Może za wiele żądam od Sądu Rodzinnego? Na przykład takiej niepotrzebnej wiedzy jak chociażby wiedza o tym ile kobieta chodzi czasu w ciąży. Przesadzam?
Zostałem wiele lat temu skazany na postawie zeznań kobiety która twierdziła, że chodziła w ciąży z moim dzieckiem kilka lat. Moje protesty zdały się psu na budę. Sąd wie lepiej. O absurdach lepiej nie mówić. Aby nikogo nie rozdrażnić.
Według tej zasady, tylko ślepi powinni się wypowiadać na temat obrazów, a głusi to najlepsi recenzenci muzyki.
Prędzej przez nieco wyżej wymienionych zostanę pozwany za brak tolerancji niż doczekam się sprawiedliwości w polskich sądach.
Idąc tym tropem napisałem wspomnienia. Też się nie znam na pisaniu. Co powinno mi tylko pomóc. Poszedłem jeszcze dalej. Zachęcony sukcesem publikacji (kupione 4 książki)postanowiłem napisać kompletne wspomnienia, w których więzienia do których trafiłem dzięki życzliwości Sądu, są tylko jednym z około 20-tu elementów, części. Jakby na to nie spojrzeć, i tak mam większe szanse na sukces literacki niż na wygranie w sądzie swojej sprawy.
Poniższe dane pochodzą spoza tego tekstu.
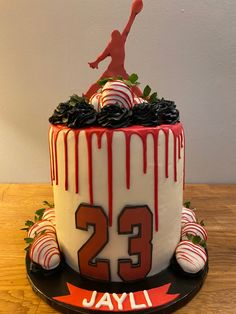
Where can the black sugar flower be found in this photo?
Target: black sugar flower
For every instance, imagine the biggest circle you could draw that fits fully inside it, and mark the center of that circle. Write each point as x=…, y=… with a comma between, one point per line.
x=114, y=116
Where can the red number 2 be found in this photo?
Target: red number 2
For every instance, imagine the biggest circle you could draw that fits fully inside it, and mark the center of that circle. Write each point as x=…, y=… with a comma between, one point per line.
x=139, y=245
x=86, y=216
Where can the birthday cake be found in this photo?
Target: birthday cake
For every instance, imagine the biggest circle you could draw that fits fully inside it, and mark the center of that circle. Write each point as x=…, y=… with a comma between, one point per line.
x=117, y=158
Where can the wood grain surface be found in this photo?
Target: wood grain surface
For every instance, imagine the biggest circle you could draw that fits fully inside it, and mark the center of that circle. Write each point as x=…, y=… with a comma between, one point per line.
x=216, y=204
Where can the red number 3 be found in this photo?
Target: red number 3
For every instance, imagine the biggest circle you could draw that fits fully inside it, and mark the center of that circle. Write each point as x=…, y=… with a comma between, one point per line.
x=140, y=244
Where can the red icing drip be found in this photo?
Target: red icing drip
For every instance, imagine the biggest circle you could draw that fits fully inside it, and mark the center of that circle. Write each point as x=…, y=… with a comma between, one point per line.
x=50, y=136
x=109, y=135
x=99, y=138
x=166, y=132
x=179, y=146
x=66, y=159
x=55, y=137
x=155, y=148
x=76, y=135
x=116, y=51
x=90, y=164
x=127, y=141
x=144, y=140
x=140, y=131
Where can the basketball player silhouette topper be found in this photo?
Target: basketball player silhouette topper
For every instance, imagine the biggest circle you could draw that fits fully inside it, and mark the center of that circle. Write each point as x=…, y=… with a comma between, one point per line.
x=116, y=50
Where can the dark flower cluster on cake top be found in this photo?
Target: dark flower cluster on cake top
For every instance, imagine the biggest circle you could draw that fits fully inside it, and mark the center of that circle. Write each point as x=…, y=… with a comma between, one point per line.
x=78, y=113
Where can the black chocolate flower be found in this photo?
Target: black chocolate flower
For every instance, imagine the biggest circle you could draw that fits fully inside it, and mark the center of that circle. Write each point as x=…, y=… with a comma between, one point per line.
x=145, y=114
x=60, y=115
x=75, y=113
x=114, y=116
x=81, y=115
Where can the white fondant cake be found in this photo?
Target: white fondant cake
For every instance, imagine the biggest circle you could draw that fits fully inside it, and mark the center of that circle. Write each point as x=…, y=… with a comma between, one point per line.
x=118, y=198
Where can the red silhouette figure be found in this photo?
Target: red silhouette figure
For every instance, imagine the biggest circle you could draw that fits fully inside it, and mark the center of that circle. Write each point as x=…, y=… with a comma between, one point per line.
x=116, y=50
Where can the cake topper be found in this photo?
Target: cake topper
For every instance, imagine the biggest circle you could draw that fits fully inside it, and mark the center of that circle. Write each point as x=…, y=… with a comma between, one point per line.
x=116, y=50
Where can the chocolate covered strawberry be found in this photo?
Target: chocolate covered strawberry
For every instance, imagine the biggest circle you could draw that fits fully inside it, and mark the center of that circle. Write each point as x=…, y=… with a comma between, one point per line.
x=45, y=252
x=49, y=214
x=117, y=92
x=41, y=226
x=188, y=215
x=191, y=257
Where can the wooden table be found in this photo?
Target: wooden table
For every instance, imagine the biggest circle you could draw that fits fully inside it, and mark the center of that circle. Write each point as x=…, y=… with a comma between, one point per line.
x=216, y=204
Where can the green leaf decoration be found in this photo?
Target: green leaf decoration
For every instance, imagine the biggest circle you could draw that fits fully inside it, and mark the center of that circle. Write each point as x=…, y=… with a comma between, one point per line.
x=103, y=81
x=202, y=223
x=147, y=91
x=187, y=204
x=153, y=97
x=128, y=83
x=29, y=223
x=29, y=240
x=133, y=78
x=39, y=213
x=24, y=229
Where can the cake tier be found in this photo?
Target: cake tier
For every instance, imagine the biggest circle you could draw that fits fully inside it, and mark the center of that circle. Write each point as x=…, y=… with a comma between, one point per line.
x=118, y=198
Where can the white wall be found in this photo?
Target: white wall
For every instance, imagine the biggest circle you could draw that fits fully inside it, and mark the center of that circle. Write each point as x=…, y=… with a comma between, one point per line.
x=185, y=49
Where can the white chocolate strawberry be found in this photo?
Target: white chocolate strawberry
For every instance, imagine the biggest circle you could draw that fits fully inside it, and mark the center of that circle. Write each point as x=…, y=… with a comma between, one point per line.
x=117, y=92
x=194, y=229
x=191, y=257
x=41, y=226
x=49, y=214
x=95, y=101
x=139, y=100
x=45, y=252
x=187, y=216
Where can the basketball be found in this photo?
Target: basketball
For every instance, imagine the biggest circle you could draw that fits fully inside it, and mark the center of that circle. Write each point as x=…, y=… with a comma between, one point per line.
x=137, y=6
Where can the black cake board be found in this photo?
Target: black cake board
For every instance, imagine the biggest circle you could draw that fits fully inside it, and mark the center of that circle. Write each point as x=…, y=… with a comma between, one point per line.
x=56, y=284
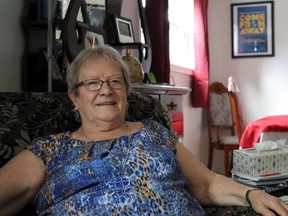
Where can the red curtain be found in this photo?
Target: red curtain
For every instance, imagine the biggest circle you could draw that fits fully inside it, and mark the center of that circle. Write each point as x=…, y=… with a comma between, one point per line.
x=158, y=25
x=201, y=72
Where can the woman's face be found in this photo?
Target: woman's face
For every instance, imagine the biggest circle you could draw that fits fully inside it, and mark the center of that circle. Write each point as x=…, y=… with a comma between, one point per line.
x=105, y=105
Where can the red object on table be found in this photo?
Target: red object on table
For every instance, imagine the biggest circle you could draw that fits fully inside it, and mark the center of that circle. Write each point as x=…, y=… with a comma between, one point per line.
x=254, y=129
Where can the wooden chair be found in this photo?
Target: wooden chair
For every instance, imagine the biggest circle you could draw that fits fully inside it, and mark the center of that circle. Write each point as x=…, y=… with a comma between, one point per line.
x=223, y=124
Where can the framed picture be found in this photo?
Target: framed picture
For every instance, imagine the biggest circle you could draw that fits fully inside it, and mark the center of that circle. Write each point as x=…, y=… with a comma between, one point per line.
x=96, y=14
x=252, y=29
x=95, y=37
x=124, y=30
x=119, y=29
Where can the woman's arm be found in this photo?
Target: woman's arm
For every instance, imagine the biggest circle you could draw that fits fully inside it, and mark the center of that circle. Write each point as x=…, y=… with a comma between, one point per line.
x=210, y=188
x=20, y=180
Teraz na poważnie. Poprawiłem we wspomnieniach o więzieniach rażące błędy, dodałem jeden króciutki rozdział. Mam w paru formatach: epub, mobi i pdf-ie. Zwracam się więc do tych co kupili: wyślę poprawioną wersję w wybranym formacie na maila. Oczywiście gratis.
…………………………………………………………………………………………………………………………………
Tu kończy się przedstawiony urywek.